Tant’è che il ragionamento più comune è il seguente: se il rito era valido prima del Concilio perché non dovrebbe essere ancora valido?

Forme giuridiche ed esperienza religiosa

È chiaro che le sensibilità qui la fanno da padrone e va conservato il diritto del singolo fedele di seguire il proprio metodo come ricorda il can. 214 (“I fedeli hanno il diritto di rendere culto a Dio secondo le disposizioni del proprio rito approvato dai legittimi Pastori della Chiesa e di seguire un proprio metodo di vita spirituale, che sia però conforme alla dottrina della Chiesa”): ma l’impossibilità per alcuni canonisti di non capire che la dottrina della Chiesa passa anche attraverso la forma e l’uso del rito, fa dire che vi possono essere due riti della stessa dottrina.
L’opportunità pastorale per la quale è giusto conservare e difendere il diritto del singolo fedele di seguire un proprio metodo di vita spirituale non esime l’autorità della Chiesa a comprendere che il metodo è “dentro” un rito e questo implementa e sostiene una dottrina (lex orandi, lex credendi); per cui l’aver voluto concedere una forma di metodo di vita spirituale secondo il rito approvato nel 1962 non è indifferente alle questioni dottrinali ed ecclesiali.
La vicenda della competenza trasversale e del doppio uso del rito ha determinato una forma dottrinale trasversale oltre che una competenza giuridica trasversale.
L’opportunità pastorale per la piena comunione di alcuni gruppi concessa fin dal 1988 si è evidentemente trasformata in una rigidità ecclesiale anticonciliare. Le due forme si presentano ormai come alternative e contrapposte: erano queste le intenzioni con cui è nata la Commissione/Sezione? Assolutamente no: affermare il contrario è un errore, e non riconoscere ciò che accade è un errore interpretativo del vissuto della Chiesa maggiore.
Il canonista accorto dovrebbe andare al di là della forma giuridica e cogliere la necessità oggi dell’unica dottrina e l’unico rito onde evitare contrapposizione dottrinali ed ecclesiali. La formale competenza giuridica dunque non dice l’opportunità pastorale, liturgica, dottrinale, della doppia forma. E se questo è evidente, dunque, di chi è l’errore?

Conclusioni

Chi scrive ha sempre più la sensazione che lasciare il doppio uso dell’unico rito amplifichi competenze giuridiche trasversali (com’è stato col caso dei Decreti di marzo): ed era questa una delle denunce della lettera aperta che sottoscriverei ancora essendo dicuro di non cadere in errori e senza confusione alcuna (chi vuole può farlo qui)

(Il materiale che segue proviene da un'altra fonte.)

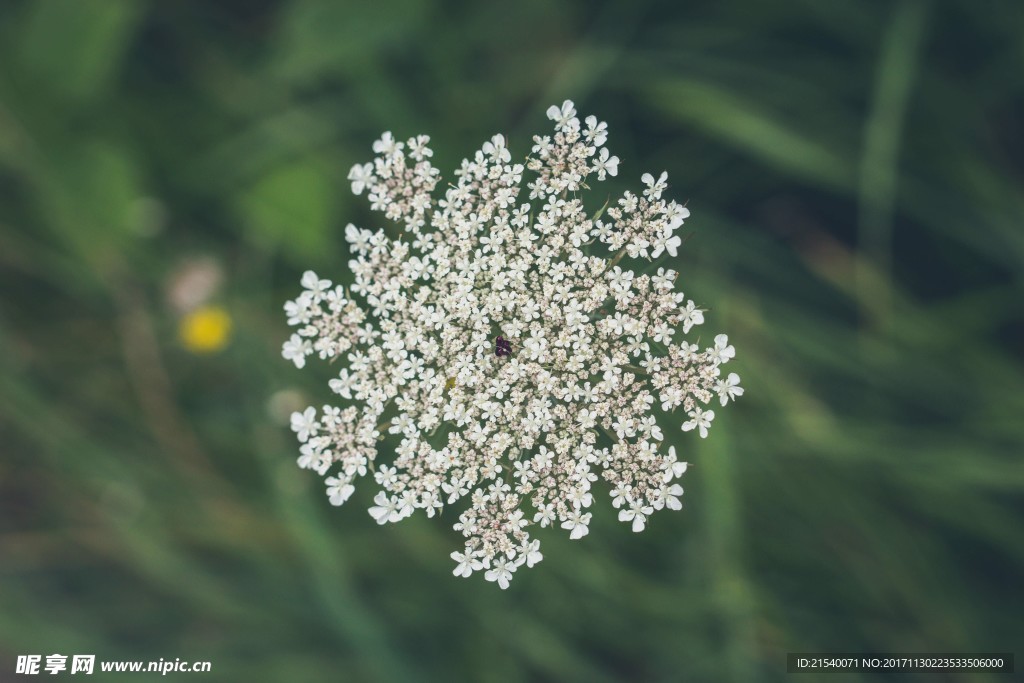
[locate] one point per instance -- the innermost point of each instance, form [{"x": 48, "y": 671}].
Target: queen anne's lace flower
[{"x": 502, "y": 344}]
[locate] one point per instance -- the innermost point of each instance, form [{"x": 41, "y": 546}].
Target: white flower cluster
[{"x": 513, "y": 363}]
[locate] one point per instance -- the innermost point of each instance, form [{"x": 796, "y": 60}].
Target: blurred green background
[{"x": 855, "y": 172}]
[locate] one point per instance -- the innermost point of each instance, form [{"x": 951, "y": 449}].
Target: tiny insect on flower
[{"x": 515, "y": 433}]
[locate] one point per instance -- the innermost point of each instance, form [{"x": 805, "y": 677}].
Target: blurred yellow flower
[{"x": 205, "y": 330}]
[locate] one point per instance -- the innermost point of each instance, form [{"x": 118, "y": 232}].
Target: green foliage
[{"x": 854, "y": 172}]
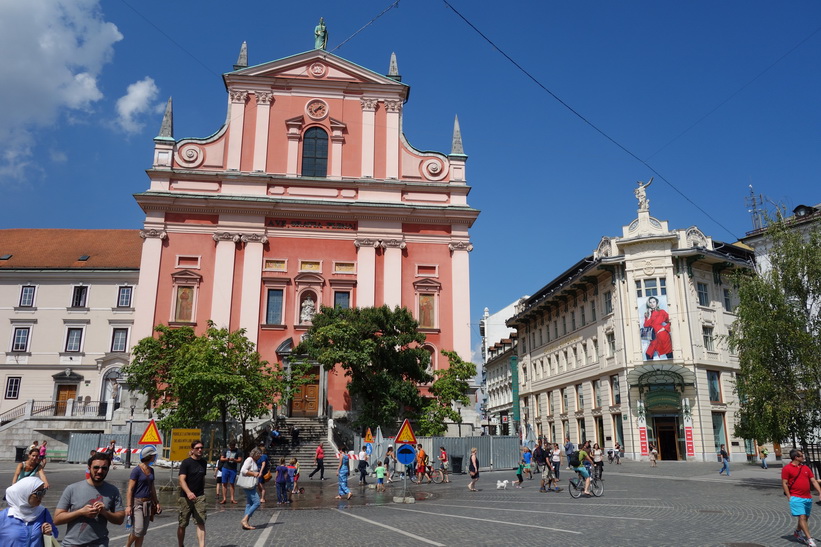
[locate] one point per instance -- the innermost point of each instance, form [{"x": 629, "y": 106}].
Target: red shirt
[{"x": 798, "y": 480}]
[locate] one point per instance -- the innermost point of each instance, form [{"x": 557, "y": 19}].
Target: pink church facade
[{"x": 309, "y": 195}]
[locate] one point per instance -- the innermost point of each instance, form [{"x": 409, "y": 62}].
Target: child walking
[{"x": 380, "y": 476}]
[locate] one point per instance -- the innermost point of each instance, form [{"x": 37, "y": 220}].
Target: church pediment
[{"x": 314, "y": 65}]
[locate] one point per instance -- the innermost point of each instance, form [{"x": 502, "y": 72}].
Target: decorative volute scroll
[
  {"x": 393, "y": 244},
  {"x": 227, "y": 236},
  {"x": 153, "y": 233},
  {"x": 254, "y": 238},
  {"x": 460, "y": 246},
  {"x": 366, "y": 242}
]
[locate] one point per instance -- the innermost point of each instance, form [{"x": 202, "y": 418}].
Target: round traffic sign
[{"x": 406, "y": 454}]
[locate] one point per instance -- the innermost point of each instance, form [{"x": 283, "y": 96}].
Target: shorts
[
  {"x": 548, "y": 474},
  {"x": 800, "y": 506},
  {"x": 190, "y": 508},
  {"x": 229, "y": 476}
]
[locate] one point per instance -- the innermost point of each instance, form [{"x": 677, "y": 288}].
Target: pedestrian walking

L'attuale competenza “trasversale” è dato giuridico che produce un doppio “stallo” ecclesiale pericoloso.

La doppia competenza, pur nella validità, sta installando nel seno dell’esperienza ecclesiale, la doppia forma dell’Ordo novus e dell’Ordo vetus con la conseguenza non solo di tentare una certa comunione ecclesiale impossibile (duo ordines, duo leges orandi, duo leges credendi) o di assicurare il pluralismo metodologico della vista spirituale (che va garantito entro l’unico rito e l’unica dottrina, una lex), ma di contrapporre il secondo al primo, il Vetus al Novus, come se uno fosse più genuino (e valido) dell’altro.
E si sa che il Concilio ha dettato altri principi per riformare il Vetus e restituire alla tradizione la forma del Novus.

Purtroppo questa forma di installazione Vetus contra Novus produce un altro “stallo”: la dottrina è frammentata poiché diventa sempre più prigioniera dei ragionamenti ideologici piuttosto che dell’esperienza ecclesiale di comunione.

Questo stallo facilita le contrapposizioni di gruppi anche all’interno dei seminari: insomma, la rottura (la rupture) c’è ed è prodotta dalla toppa vecchia non dal rito nuovo.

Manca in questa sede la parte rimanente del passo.